PCM Development/ReviewProcess
Overview
- Situation: peer groups that assign reviews to each other
- Goal: distribute reviews of pull requests over people in the group to spread knowledge
Requirements
- timely reaction to review requests
- average time for first reaction should be 2 days / check GitHub regularly for assigned reviews
- goal: final review within 1 week
- exception handling allowed e.g. in case of high work balance
- requester asks if review is not done within expected timewindow
- reviewer assignment
- if you are not very deep into the topic, assign a reviewer that is
- if you are very knowledgeable about a topic, assign someone that is not
- pool of people to choose reviewer: PCM_Development/Process
Review Process
- when JIRA task is finished the JIRA task owner
- triggers pull request and assigns it to a dedicated reviewer (reviever should be an experienced developer in this domain)

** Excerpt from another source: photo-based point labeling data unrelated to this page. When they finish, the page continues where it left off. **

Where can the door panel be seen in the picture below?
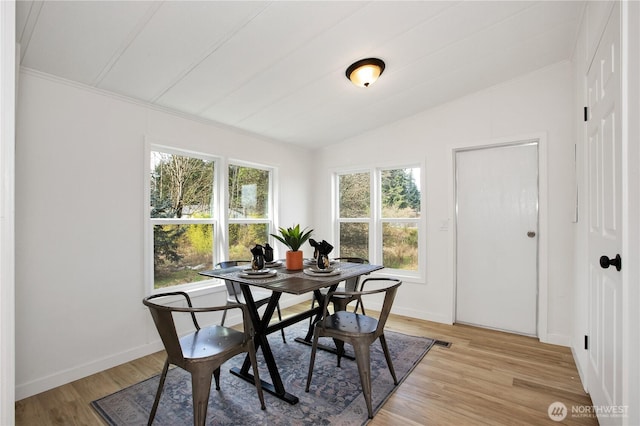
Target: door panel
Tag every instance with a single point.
(604, 380)
(496, 237)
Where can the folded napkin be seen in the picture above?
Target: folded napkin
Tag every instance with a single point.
(324, 248)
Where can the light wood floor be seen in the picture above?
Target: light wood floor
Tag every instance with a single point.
(484, 377)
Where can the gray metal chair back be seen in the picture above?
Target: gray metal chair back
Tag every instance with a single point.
(200, 352)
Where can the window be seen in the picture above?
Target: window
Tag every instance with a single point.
(381, 222)
(188, 229)
(181, 197)
(249, 218)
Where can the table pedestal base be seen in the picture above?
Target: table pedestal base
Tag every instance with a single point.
(266, 386)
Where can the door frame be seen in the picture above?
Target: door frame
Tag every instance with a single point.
(542, 262)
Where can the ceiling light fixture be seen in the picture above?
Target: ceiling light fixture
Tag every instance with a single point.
(365, 71)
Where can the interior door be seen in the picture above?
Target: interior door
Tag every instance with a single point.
(604, 214)
(496, 237)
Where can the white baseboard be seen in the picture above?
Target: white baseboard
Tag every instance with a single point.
(427, 316)
(34, 387)
(557, 339)
(25, 390)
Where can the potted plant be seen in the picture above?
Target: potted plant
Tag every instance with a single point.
(293, 238)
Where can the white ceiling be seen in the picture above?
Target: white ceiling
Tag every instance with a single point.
(277, 68)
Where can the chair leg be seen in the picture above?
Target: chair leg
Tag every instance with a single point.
(363, 360)
(201, 388)
(280, 319)
(224, 316)
(387, 355)
(154, 408)
(339, 349)
(216, 376)
(312, 360)
(313, 304)
(256, 375)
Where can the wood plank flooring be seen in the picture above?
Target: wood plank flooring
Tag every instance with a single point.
(485, 377)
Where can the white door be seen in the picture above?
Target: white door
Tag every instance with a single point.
(496, 237)
(604, 215)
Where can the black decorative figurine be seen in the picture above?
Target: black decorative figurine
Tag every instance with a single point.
(324, 248)
(268, 253)
(257, 262)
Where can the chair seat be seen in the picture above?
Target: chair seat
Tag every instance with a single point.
(210, 341)
(349, 323)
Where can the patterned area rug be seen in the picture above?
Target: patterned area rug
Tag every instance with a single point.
(335, 396)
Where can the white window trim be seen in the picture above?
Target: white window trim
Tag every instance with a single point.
(148, 276)
(271, 213)
(376, 220)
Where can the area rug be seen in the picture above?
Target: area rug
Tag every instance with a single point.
(335, 396)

- resolves the JIRA ticket (status: resolved)
- reviewer receives an email notification from github about the review
- reviewer conducts the review within X days; if passed will execute the merge
- github will send an email notification to the JIRA task owner to inform him about the successful pull request
- JIRA task owner can now close the ticket (status: closed)
Reviewing Pull Requests
Sketch of typical stepts for reviewing a pull request (PR) for a change in Palladio (i.e., Eclipse-based). GitHub also has documentation on reviewing proposed changes in a pull request.

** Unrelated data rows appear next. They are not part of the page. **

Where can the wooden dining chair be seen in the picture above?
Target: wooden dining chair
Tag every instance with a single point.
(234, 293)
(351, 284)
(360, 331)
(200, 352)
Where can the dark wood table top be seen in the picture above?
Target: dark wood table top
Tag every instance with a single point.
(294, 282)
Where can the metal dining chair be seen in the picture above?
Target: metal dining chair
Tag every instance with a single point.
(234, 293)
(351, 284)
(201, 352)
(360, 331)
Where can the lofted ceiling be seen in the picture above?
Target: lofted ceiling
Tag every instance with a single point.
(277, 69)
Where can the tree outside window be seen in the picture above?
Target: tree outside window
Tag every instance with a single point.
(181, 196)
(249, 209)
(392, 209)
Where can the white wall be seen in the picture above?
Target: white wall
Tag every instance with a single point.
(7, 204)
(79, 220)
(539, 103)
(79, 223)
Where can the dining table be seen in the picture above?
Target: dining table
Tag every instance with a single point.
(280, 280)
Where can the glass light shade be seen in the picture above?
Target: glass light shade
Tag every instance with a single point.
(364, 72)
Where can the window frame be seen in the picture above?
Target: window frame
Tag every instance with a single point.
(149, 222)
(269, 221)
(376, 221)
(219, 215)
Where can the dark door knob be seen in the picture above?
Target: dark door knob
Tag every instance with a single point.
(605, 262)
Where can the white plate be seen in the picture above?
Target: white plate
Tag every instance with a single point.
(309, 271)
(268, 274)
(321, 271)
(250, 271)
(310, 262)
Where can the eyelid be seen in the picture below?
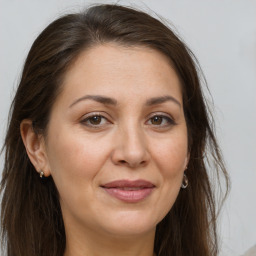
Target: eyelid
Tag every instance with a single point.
(169, 118)
(92, 114)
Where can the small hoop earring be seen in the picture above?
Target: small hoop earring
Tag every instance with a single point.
(184, 182)
(41, 174)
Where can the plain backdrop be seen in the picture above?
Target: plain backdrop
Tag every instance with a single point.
(222, 34)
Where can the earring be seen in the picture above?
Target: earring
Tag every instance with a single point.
(41, 174)
(184, 182)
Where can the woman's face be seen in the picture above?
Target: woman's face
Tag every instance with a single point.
(117, 141)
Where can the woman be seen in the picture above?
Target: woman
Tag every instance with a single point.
(108, 143)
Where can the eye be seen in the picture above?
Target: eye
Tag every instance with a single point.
(95, 121)
(161, 121)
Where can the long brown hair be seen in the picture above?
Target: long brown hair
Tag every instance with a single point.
(31, 216)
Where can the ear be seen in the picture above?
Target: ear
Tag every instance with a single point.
(35, 147)
(186, 161)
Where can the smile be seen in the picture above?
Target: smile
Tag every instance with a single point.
(129, 191)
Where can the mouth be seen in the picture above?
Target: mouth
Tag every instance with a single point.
(129, 191)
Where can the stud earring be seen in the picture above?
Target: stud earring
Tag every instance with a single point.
(184, 182)
(41, 174)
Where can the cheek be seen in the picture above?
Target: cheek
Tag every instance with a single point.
(171, 155)
(74, 159)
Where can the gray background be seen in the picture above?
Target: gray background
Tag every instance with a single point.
(222, 34)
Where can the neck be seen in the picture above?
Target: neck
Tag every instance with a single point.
(90, 244)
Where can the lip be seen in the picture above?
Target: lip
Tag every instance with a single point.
(129, 191)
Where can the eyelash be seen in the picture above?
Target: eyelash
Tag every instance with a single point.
(87, 121)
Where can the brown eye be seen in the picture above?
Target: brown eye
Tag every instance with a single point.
(95, 120)
(156, 120)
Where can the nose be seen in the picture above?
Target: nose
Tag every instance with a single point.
(130, 148)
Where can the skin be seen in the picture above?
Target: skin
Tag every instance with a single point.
(125, 143)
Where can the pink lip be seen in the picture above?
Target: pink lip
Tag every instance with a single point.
(129, 191)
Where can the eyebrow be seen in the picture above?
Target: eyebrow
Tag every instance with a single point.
(163, 99)
(98, 98)
(110, 101)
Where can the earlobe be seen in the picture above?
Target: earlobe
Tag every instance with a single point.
(35, 147)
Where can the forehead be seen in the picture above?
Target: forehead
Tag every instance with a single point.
(113, 69)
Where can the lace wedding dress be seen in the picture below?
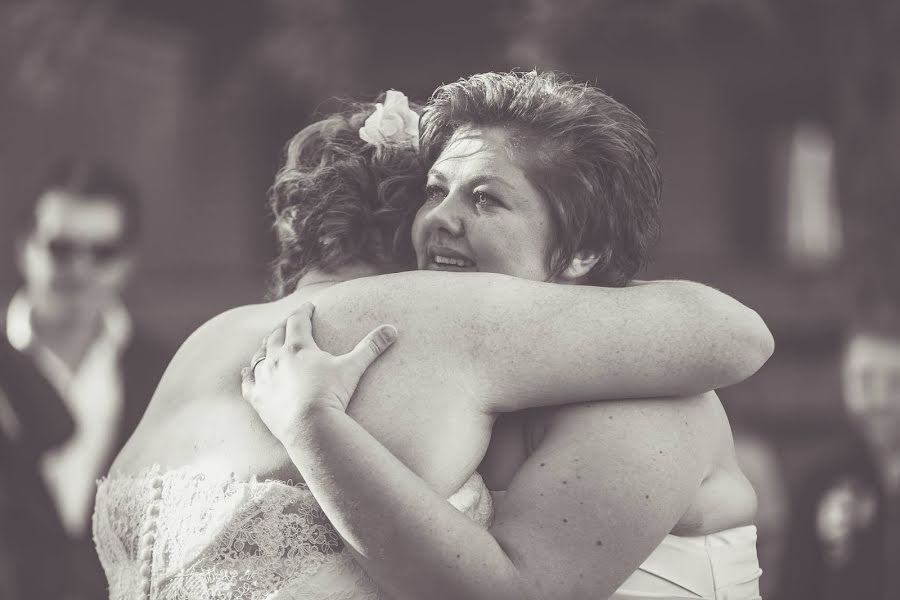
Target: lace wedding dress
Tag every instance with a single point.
(178, 535)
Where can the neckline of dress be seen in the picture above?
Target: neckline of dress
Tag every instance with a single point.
(156, 471)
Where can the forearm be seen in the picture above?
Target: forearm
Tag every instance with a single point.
(410, 540)
(655, 339)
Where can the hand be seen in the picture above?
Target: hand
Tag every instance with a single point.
(291, 377)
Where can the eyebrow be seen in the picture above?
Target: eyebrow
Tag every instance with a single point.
(475, 181)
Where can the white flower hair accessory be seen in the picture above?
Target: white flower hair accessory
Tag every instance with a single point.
(393, 122)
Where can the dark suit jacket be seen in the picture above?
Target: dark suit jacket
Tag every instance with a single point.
(33, 543)
(48, 424)
(838, 538)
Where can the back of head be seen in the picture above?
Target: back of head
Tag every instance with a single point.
(338, 199)
(590, 157)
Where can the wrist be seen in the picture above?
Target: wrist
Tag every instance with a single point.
(310, 420)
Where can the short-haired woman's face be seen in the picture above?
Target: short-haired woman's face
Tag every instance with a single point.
(480, 211)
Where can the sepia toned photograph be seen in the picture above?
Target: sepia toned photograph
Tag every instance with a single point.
(473, 300)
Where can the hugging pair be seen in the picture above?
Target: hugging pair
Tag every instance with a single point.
(586, 409)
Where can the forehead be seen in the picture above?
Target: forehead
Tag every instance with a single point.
(82, 217)
(479, 152)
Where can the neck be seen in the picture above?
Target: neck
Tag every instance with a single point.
(345, 273)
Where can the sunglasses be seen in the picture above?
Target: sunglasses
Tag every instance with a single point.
(65, 250)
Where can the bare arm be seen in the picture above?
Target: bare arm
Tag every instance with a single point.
(525, 343)
(581, 515)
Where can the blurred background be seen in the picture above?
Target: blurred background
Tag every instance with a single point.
(777, 122)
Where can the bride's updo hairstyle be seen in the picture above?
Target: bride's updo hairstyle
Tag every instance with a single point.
(338, 199)
(590, 158)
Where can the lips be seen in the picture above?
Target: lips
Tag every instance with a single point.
(447, 259)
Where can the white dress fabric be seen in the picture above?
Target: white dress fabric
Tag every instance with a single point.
(178, 535)
(719, 566)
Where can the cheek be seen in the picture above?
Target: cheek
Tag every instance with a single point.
(417, 229)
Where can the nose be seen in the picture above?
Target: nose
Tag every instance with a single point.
(446, 216)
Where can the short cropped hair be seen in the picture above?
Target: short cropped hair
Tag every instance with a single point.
(590, 157)
(338, 199)
(91, 180)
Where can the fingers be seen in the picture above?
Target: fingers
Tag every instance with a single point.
(298, 328)
(372, 346)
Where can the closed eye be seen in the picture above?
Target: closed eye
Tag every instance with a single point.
(434, 193)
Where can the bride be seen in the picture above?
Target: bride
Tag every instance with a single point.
(204, 502)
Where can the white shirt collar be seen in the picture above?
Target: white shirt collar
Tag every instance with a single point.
(116, 324)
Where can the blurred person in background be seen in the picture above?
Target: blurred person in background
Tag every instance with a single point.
(33, 420)
(184, 497)
(851, 510)
(76, 255)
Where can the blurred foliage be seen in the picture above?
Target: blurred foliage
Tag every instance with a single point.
(315, 48)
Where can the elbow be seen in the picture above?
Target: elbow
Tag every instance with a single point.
(753, 345)
(741, 338)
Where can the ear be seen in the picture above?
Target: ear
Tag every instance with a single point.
(580, 265)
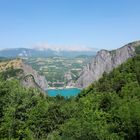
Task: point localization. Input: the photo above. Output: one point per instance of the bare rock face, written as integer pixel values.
(105, 61)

The example pull request used here is PR 35 on Palladio-Core-PCM. It is associated with the issue PALLADIO-539.
Prerequisite
- Set up a PCM development environment. It makes sense to install from nightly and only checkout the relevant projects. If you already have an installation, please update from the nightly update site before continuing.
- Clone the repository the PR changes and checkout the associated branch. It is given on the page of the pull request, usually it is named after the issue.
- In the example PR, the branch is named
PALLADIO-539
. The command for checking out the branch is thengit checkout PALLADIO-539
. - Note: There might be multiple projects associated with the same issue resulting in multiple pull requests that have to be considered at once (or in a sensible order). The JIRA issue should find and list all pull requests associated with it. For example, PALLADIO-503 lists 10 associated pull requests.
- Note: You can also check out the pull request into a new branch locally (either via git or GitHub CLI), if this is more convenient for you (for example, if the PR origin is in a fork of the project). See [1] for more information. In this example, this would result in the commands
git fetch origin pull/35/head:PR-35 && git checkout PR-35
- In the example PR, the branch is named
- Import the (relevant) projects from the project via File -> Import... -> Existing projects into workspace. Usually it makes sense to check out the code projects under
bundles/
that are relevant to the PR and all tests undertests/
.- The relevant/changed projects can be found via the PR.
Trying out changes
This depends on the issue at hand, but it usually makes sense to start an inner Eclipse instance. In this Eclipse, try to create models, use editors, ..., to find out whether the new behavior now matches the described behavior in the issue. In our example, the changes do not directly and obviously manifest in the editors, so it makes sense to examine and run the tests.
Review code
- Look through the changed code and identify bad/incomprehensible code or other possible violations against good coding practice
- Annotate changes in the pull request and decide on accepting or requesting changes.
- Examine and run the added test cases (as JUnit or Plug-In Tests) from your outer Eclipse instance (look at the pull request to identify the added test cases)
Merging the PR
- If you accept the request, you can merge the pull request. There are different options for doing this and all can be sensible depending on the situation. As a rough guideline:
- Usually, rebasing the changes is the preferred way.
- If there are a lot of small confusing commits that make more sense as one large commit, it can also make sense to squash the changes.
- When in doubt, talk to the person that made the changes to decide on how to merge the PR.